実際に、餌となるオットセイを加えたホホジロザメが自分より大きなホホジロザメに横取りされる場面か観察されたりしています。
また、『シャーク~海洋の覇者~』によると、ホホジロザメには個性があることもわかっているそうです。
ダイバーに対しても他のサメに対しても体が大きいほど強気なことが多いとか。
つまり、サメは自分の体格を認識し、他のサメの体格と比較する能力に長けていると推測されます。
ボディーランゲージ
たとえば、わたしたち人間の世界でもライオンなどの動物の世界でも、そこに集団があれば力をはじめとしたさまざまな要素による序列がありますよね。
同じようにサメの世界にも序列があるのです。
『世界サメ図鑑』によると、大きな群れをつくるサメのはときに、口を開けて群れの仲間にぶつかったりします。
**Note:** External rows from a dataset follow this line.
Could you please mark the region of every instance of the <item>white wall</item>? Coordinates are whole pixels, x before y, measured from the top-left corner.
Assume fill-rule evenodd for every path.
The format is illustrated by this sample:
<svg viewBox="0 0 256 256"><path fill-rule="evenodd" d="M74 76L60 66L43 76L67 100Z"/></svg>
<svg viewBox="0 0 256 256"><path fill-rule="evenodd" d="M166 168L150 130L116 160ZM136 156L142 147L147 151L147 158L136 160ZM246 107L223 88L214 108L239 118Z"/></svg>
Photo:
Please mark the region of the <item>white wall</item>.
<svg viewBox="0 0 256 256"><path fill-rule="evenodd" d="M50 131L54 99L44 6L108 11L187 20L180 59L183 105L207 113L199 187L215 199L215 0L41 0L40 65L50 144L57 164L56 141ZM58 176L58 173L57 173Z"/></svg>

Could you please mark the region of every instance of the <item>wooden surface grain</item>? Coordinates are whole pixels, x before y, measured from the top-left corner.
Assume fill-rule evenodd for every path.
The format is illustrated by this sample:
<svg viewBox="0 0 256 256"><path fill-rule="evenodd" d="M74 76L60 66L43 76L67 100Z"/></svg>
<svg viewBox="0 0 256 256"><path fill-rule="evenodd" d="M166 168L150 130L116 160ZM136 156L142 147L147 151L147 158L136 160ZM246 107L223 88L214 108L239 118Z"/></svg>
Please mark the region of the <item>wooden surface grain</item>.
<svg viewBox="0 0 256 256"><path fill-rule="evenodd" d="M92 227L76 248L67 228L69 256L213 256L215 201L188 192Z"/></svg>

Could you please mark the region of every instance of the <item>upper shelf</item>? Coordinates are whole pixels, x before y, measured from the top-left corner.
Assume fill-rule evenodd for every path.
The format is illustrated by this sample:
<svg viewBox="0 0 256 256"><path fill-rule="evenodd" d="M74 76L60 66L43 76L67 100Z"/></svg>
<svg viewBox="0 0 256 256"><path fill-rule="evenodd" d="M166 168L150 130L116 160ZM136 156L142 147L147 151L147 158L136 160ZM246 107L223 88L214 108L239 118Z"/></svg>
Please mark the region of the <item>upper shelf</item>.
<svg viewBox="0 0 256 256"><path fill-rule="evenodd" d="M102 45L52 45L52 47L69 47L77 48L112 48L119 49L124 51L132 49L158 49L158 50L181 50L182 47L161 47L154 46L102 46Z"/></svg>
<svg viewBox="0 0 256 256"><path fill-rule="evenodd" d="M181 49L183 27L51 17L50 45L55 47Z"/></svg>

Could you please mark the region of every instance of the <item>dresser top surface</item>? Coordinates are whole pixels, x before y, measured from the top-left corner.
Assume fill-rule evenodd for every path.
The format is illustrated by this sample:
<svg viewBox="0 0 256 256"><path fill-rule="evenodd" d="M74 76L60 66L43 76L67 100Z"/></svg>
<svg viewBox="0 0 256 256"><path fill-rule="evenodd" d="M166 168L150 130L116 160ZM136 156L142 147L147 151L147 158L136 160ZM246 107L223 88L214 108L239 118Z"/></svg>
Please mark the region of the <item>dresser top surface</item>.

ただし、これは本気の攻撃ではなく、群れの中で序列を決める行為だと考えられているそうです。
ホホジロザメの会話
次に、「ホホジロザメの会話」について解説します。
ホホジロザメは知的で好奇心の強い生物なのではないかという見方もあります。
それは、ホホジロザメが集まると、口をあけて見つめ合ったり、体をぶつけ合ったりと、さまざまな行動をするからというのが理由のようです(参考記事)。
『美しき捕食者 サメ図鑑』によると、ホホジロザメ特有の威嚇行動として
- 攻撃に移る前ににっこりと笑ったように歯をむき出しにする
- 標的に向かって突進して、ギリギリのところで進路を変える
などがあるそうです。
また、ホホジロザメが何匹も集まるような場所では、互いに快適な距離を大切にしているような動きも観察されています。
たとえば、まっすぐ向かい合って近づいてきたときに、互いに向きを変えることで敵ではないよということを示しているのだとか(参考動画:シャーク~海洋の覇者~)。
わたしたちも道を歩いているときにぶつからないようにそっと避けたりしますよね。
もし勢いよくぶつかられるなんてことがあったら、とても嫌な気分になってしまいます。
ホホジロザメも体の動きでコミュニケーションをとり、平和を保っているとみられているのです。
つまり、ボディーランゲージはホホジロザメにとっての会話のようなものなんですね。
このホホジロザメの会話は微妙な合図で成り立っているため、まだほとんど解読されていないそうですが、今後の研究成果が楽しみです。